Rather like Avexis’s gene therapy Zolgensma, little clinical risk remains with inclisiran; however, whether strong data can translate into anything close to the sellside’s commercial expectations for the lipid-lowering product is the big unknown. Nevertheless, biotech bulls will celebrate a 24% premium that comes on top of a share price already boosted by ongoing takeover rumours.
Takeover speculation around The Medicines Company had been prompted by successive clinical successes. At the European Society of Cardiology meeting inclisiran’s Orion-11 trial impressed, showing reasonable safety and promising LDL-lowering activity; resulting in Merck & Co to be mooted as a buyer.
Then, just a week ago, full data from Orion-9 and 10 presented at the American Heart Association conference sparked a 19% share price spike, and Novartis was named as the leading acquirer (AHA 2019 – The Medicines Company reaches for the stars, November 19, 2019).
These clinical data have made it abundantly clear that inclisiran can target PCSK9 and lower LDL cholesterol via RNAi just as efficiently as the marketed anti-PCSK9 MAbs, Amgen’s Repatha and Sanofi/Regeneron’s Praluent.
The problem, however, is that despite huge investment Repatha and Praluent have proved commercially disappointing. 2024 sellside consensus for both drugs, as compiled by EvaluatePharma, has nearly halved over the past 18 months.
|The shifting PCSK9 sellside consensus|
|Product||Company||2024e sales ($m)||12mth chg in 2024e forecast|
|Inclisiran||The Medicines Company||1,529||58%|
At present inclisiran’s main advantage seems to be convenience: the small interfering RNA is given via twice-yearly subcutaneous injection, while Repatha and Praluent are subcutaneously injected every two weeks or monthly. Novartis insists that inclisiran has “mega-blockbuster potential”.
A major upcoming test of the breadth of inclisiran’s reach is its 15,000-patient cardiovascular outcomes study, Orion-4, expected to read out in 2024. This is handy for Novartis, which hopes to sell the drug using a sales force currently responsible for Entresto, a heart failure drug that by then will be approaching the end of its patent life.

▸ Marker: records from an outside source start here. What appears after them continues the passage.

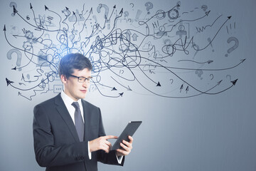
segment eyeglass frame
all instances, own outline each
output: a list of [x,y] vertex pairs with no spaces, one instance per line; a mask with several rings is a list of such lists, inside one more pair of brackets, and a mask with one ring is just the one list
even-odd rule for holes
[[[69,74],[68,76],[72,76],[72,77],[74,77],[74,78],[78,78],[78,83],[85,83],[85,81],[87,81],[87,83],[90,83],[90,81],[91,81],[91,79],[92,79],[92,78],[93,78],[93,77],[86,78],[86,77],[82,77],[82,77],[78,77],[78,76],[75,76],[72,75],[72,74]],[[85,78],[85,81],[82,81],[82,82],[79,81],[79,80],[80,80],[80,78]]]

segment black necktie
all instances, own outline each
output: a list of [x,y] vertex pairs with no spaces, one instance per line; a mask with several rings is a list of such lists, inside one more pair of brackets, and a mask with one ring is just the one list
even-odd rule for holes
[[75,108],[75,125],[78,132],[80,141],[83,141],[84,138],[84,123],[82,121],[81,110],[79,108],[78,102],[73,102],[72,105]]

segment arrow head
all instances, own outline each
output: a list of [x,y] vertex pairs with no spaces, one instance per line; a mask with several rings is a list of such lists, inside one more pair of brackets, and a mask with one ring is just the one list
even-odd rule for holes
[[123,9],[123,8],[122,8],[121,11],[119,12],[119,14],[122,15],[123,10],[124,10],[124,9]]
[[161,87],[161,84],[160,84],[159,81],[157,83],[156,87]]
[[128,89],[127,90],[132,90],[132,89],[129,88],[129,86],[128,86]]
[[208,63],[208,64],[211,63],[212,62],[213,62],[213,61],[209,60],[209,61],[207,61],[207,63]]
[[230,81],[230,82],[233,84],[233,86],[235,86],[235,83],[236,83],[236,82],[238,81],[238,79],[236,79],[236,80],[233,81]]
[[241,59],[240,61],[242,61],[242,63],[243,63],[245,61],[245,59]]
[[13,6],[13,8],[14,8],[14,13],[15,14],[16,14],[18,12],[18,11],[16,10],[16,9],[15,8],[14,6]]
[[206,12],[206,16],[208,16],[210,12],[210,10],[209,11]]
[[113,88],[111,90],[117,90],[117,88],[115,88],[115,87],[113,87]]
[[219,86],[219,85],[220,84],[220,83],[221,83],[222,81],[223,81],[223,80],[221,80],[221,81],[220,81],[219,82],[218,82],[218,83],[217,83],[217,85]]
[[7,86],[11,83],[14,83],[14,81],[9,81],[7,78],[6,78],[6,81]]

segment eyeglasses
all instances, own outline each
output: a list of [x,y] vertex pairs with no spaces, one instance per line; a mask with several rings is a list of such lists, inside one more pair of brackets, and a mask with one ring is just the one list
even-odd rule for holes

Still, commercially inclisiran remains risky; Evercore ISI described The Medicines Company’s takeover as a “major execution story”, while Jefferies said inclisiran likely faced similar commercial problems to those of Repatha and Praluent, notwithstanding the more convenient administration.

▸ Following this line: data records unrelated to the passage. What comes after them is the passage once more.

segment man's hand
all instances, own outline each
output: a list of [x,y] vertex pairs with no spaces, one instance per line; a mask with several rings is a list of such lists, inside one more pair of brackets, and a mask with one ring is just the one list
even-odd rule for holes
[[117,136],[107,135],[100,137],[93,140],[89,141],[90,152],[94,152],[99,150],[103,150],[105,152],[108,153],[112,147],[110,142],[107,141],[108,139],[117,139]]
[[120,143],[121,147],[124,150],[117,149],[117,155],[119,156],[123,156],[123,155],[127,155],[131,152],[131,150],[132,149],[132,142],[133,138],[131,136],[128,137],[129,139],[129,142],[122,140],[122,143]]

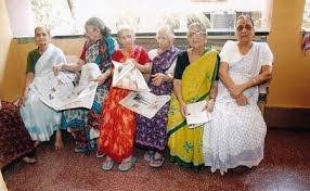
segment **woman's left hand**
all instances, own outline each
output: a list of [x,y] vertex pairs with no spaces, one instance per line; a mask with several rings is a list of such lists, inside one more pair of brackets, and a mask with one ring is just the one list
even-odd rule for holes
[[93,79],[92,81],[98,81],[99,86],[101,86],[102,84],[104,84],[105,80],[106,80],[106,76],[104,74],[101,74],[95,79]]
[[229,91],[230,91],[231,97],[233,99],[236,99],[244,91],[244,88],[243,86],[234,86]]
[[152,75],[152,85],[154,86],[159,86],[162,85],[162,82],[164,82],[165,80],[165,74],[163,73],[156,73],[154,75]]
[[208,112],[212,112],[215,106],[215,99],[210,99],[207,103],[204,110]]

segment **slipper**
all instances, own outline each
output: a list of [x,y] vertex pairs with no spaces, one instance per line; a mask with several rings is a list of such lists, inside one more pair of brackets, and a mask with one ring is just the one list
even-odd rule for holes
[[130,161],[125,162],[125,163],[120,163],[118,165],[118,169],[120,171],[129,171],[132,168],[133,164],[135,163],[135,160],[137,158],[134,156],[131,156]]
[[163,166],[165,158],[162,156],[159,158],[154,158],[150,162],[150,166],[153,168],[159,168],[160,166]]
[[144,156],[143,158],[146,161],[146,162],[151,162],[151,160],[153,160],[155,156],[155,151],[146,151],[144,153]]
[[103,162],[101,168],[105,171],[111,170],[113,168],[113,161]]
[[23,161],[25,163],[28,163],[28,164],[34,164],[34,163],[37,163],[37,160],[35,157],[29,157],[29,156],[24,156],[23,157]]
[[76,147],[75,148],[75,153],[86,153],[88,152],[88,148],[81,148],[81,147]]
[[102,153],[102,152],[100,152],[100,151],[96,151],[96,152],[95,152],[95,157],[101,158],[101,157],[103,157],[103,156],[105,156],[105,153]]

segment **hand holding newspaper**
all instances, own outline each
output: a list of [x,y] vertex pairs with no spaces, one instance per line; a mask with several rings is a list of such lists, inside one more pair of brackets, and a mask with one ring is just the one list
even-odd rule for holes
[[113,61],[113,87],[129,89],[133,91],[150,91],[141,72],[134,67],[134,64],[127,60],[126,63]]
[[190,128],[204,125],[211,119],[211,114],[205,110],[206,101],[199,101],[186,105],[186,123]]
[[54,110],[67,110],[75,107],[91,109],[98,82],[92,81],[101,74],[95,63],[82,66],[79,81],[76,74],[61,72],[54,76],[53,72],[36,77],[30,89],[47,105]]
[[122,106],[152,118],[170,100],[170,96],[156,96],[152,92],[130,92],[120,100]]

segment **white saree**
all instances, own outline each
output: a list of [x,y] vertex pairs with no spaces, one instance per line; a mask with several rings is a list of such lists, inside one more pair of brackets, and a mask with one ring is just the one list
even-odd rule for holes
[[[237,49],[237,42],[228,41],[221,53],[221,62],[229,63],[229,73],[236,85],[244,84],[257,75],[262,65],[270,65],[273,55],[264,42],[253,42],[246,55]],[[257,105],[258,87],[245,90],[248,104],[240,106],[229,90],[219,81],[217,101],[211,113],[212,120],[204,128],[203,153],[205,165],[211,171],[244,165],[257,166],[263,158],[266,123]]]
[[[66,59],[61,49],[50,43],[36,63],[33,84],[51,73],[55,63],[66,63]],[[61,113],[47,106],[31,88],[28,90],[25,105],[21,107],[21,115],[31,139],[36,141],[49,141],[61,122]]]

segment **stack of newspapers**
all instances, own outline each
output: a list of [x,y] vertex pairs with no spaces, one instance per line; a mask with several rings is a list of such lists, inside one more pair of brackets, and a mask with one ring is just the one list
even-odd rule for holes
[[211,114],[205,109],[206,101],[186,104],[186,124],[190,128],[195,128],[211,120]]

A key part of the problem has been that Amgen and Sanofi have effectively been engaged in a price war to the bottom in a desperate bid to get their respective drugs onto US formularies. Further price cuts would squeeze Novartis’s opportunity even further.
Already, The Medicines Company had said it would price inclisiran at a discount to Repatha, so whether Novartis does a U-turn on this will be something to look out for.

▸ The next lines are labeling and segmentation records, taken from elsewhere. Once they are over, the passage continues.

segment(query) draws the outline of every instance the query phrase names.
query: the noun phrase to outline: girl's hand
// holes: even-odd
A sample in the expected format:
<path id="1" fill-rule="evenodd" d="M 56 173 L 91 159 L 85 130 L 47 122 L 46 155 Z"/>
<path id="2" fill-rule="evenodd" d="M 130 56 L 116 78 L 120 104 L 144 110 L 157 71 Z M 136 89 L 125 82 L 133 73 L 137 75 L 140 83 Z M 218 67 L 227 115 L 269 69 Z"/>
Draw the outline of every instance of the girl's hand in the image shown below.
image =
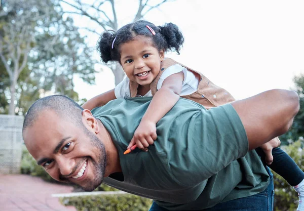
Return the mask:
<path id="1" fill-rule="evenodd" d="M 153 144 L 157 138 L 156 123 L 151 121 L 142 120 L 127 148 L 129 149 L 136 144 L 137 148 L 146 152 L 148 151 L 147 147 Z"/>

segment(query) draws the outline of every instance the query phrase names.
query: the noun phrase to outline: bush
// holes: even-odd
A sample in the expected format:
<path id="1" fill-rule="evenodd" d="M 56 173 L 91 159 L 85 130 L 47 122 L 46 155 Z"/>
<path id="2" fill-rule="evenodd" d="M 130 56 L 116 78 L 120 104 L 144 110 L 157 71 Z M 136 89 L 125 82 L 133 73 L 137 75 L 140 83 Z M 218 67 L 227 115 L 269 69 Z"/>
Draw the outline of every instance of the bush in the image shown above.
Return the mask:
<path id="1" fill-rule="evenodd" d="M 302 170 L 304 169 L 304 151 L 301 148 L 302 138 L 282 147 Z M 273 172 L 275 186 L 275 209 L 277 211 L 291 211 L 296 209 L 298 204 L 297 193 L 282 177 Z"/>
<path id="2" fill-rule="evenodd" d="M 151 199 L 129 194 L 64 197 L 60 201 L 77 211 L 146 211 L 152 204 Z"/>
<path id="3" fill-rule="evenodd" d="M 304 151 L 301 147 L 303 138 L 292 143 L 289 145 L 282 147 L 302 170 L 304 169 Z M 52 182 L 56 181 L 52 179 L 36 161 L 24 147 L 21 160 L 22 174 L 39 177 Z M 275 209 L 277 211 L 289 211 L 296 209 L 298 205 L 297 193 L 280 176 L 273 172 L 275 185 Z M 115 191 L 117 189 L 105 184 L 102 184 L 95 191 Z M 151 200 L 130 194 L 117 195 L 100 195 L 83 197 L 66 198 L 63 199 L 65 204 L 75 206 L 78 211 L 102 210 L 146 210 L 150 205 Z"/>
<path id="4" fill-rule="evenodd" d="M 25 146 L 22 148 L 21 172 L 21 174 L 39 177 L 48 182 L 57 182 L 52 178 L 42 166 L 37 164 L 36 160 L 29 154 Z"/>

For investors, of course, it is highly encouraging that Novartis has been making bets on risky technology approaches. The company’s willingness to undertake the world’s first RNAi therapy launch is an endorsement of Alnylam, which in 2013 had licensed inclisiran to The Medicines Company for just $25m up front. Alnylam and its RNAi peer, Arrowhead, this morning opened up 6% and 13% respectively.
It is a less positive outcome for Amarin, which nevertheless crept up 3% today. Despite having a proven fish oil-based approach to lipid lowering already on the market Amarin remains the bridesmaid not the bride.